C'è il diritto alla speranza per Öcalan nel rapporto della commissione? Emergono i primi dettagli
Sono emersi i dettagli relativi alla bozza del rapporto preparato per il cosiddetto secondo processo di apertura, denominato "Turchia senza terrorismo", che ha attirato l'attenzione dell'opinione pubblica. Si è appreso che il "diritto alla speranza", su cui il membro dell'MHP Feti Yıldız aveva dichiarato di aver raggiunto un accordo, non è presente nella bozza, mentre vengono menzionati la CEDU e la questione degli amministratori fiduciari (kayyum).
Nel secondo processo di apertura, promosso dal leader dell'MHP Devlet Bahçeli e condotto con il partito DEM e il leader dell'organizzazione terroristica PKK Abdullah Öcalan, che il governo ha definito "Turchia senza terrorismo", gli occhi sono puntati sulla bozza che sarà preparata dalla commissione presso la Grande Assemblea Nazionale Turca (TBMM).
Il presidente della TBMM, Numan Kurtulmuş, aveva annunciato che la suddetta bozza era stata inviata ai vicepresidenti dei gruppi parlamentari coordinatori.
C'È IL DIRITTO ALLA SPERANZA PER ÖCALAN NELLA BOZZA?
Il punto che ha suscitato maggiore curiosità nell'opinione pubblica era se il "diritto alla speranza", invocato per il leader dell'organizzazione terroristica PKK Abdullah Öcalan, sarebbe stato incluso o meno nella bozza.
Secondo quanto riportato dal quotidiano Türkiye, vicino al governo, nella bozza non vi è alcuna espressione che preveda l'introduzione del diritto alla speranza per Öcalan.
Secondo le informazioni ottenute sul testo della bozza, vengono elencate proposte riguardanti modifiche legislative che incoraggino l'organizzazione terroristica PKK a deporre completamente le armi. In questo contesto, si raccomanda di creare un quadro giuridico per il disarmo dell'organizzazione, di chiarire lo status legale dei terroristi che depongono le armi e di adottare misure per rafforzare la coesione sociale al fine di sostenere i processi di reintegrazione.

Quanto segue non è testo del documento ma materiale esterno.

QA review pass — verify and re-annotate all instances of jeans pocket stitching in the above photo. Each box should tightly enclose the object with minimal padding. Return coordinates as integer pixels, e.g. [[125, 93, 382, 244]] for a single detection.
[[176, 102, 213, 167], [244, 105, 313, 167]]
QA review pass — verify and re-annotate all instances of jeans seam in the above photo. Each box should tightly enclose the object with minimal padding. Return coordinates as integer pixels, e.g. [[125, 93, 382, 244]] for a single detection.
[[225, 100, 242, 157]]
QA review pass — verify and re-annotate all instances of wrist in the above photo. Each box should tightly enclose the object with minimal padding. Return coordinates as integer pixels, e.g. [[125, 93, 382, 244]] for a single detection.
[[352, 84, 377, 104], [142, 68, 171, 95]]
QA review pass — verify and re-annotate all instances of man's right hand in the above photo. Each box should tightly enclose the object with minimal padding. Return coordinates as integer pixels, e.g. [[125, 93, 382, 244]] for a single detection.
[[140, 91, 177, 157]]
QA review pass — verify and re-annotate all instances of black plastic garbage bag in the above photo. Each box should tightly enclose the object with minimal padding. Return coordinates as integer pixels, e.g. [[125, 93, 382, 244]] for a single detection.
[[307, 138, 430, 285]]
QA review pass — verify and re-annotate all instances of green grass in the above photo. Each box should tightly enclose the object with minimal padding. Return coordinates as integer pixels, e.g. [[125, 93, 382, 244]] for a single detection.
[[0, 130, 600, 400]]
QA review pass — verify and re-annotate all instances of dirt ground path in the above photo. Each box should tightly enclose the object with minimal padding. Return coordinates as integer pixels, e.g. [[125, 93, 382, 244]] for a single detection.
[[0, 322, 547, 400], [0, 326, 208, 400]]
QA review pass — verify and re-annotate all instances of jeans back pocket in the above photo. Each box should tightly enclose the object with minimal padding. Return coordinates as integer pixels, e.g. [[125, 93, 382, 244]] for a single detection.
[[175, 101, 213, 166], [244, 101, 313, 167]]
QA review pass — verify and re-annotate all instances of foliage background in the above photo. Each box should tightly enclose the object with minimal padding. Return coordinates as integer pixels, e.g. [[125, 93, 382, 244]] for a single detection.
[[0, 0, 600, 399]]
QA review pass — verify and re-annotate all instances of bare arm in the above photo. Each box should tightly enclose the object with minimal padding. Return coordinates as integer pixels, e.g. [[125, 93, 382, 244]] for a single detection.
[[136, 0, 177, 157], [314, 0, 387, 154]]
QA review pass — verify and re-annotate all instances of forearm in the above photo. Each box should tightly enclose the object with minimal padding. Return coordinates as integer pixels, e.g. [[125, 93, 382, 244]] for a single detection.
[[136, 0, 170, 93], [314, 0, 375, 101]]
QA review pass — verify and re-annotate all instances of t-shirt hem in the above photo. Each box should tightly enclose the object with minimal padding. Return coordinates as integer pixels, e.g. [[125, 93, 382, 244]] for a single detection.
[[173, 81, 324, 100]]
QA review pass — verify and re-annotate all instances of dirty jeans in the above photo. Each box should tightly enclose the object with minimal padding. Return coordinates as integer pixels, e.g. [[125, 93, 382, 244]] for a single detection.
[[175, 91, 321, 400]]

L'ENFASI SULLA CEDU E SUGLI AMMINISTRATORI FIDUCIARI
Il testo sottolinea inoltre la necessità di attuare pienamente le sentenze della Corte europea dei diritti dell'uomo (CEDU) e della Corte costituzionale (AYM). Sono incluse anche proposte per apportare modifiche nel campo della democratizzazione, in particolare alla Legge sui partiti politici e alla Legge elettorale, nonché per porre fine alla pratica degli amministratori fiduciari (kayyum).
Mentre si afferma che è necessario apportare le modifiche necessarie al Codice penale turco, alla Legge sull'esecuzione delle pene e delle misure di sicurezza e alla Legge antiterrorismo in linea con il processo di disarmo e reintegrazione, si sottolinea che le aree problematiche che emergono nell'applicazione della legislazione vigente — ad esempio il funzionamento dei comitati di osservazione carceraria — devono essere identificate e devono essere attuate misure amministrative.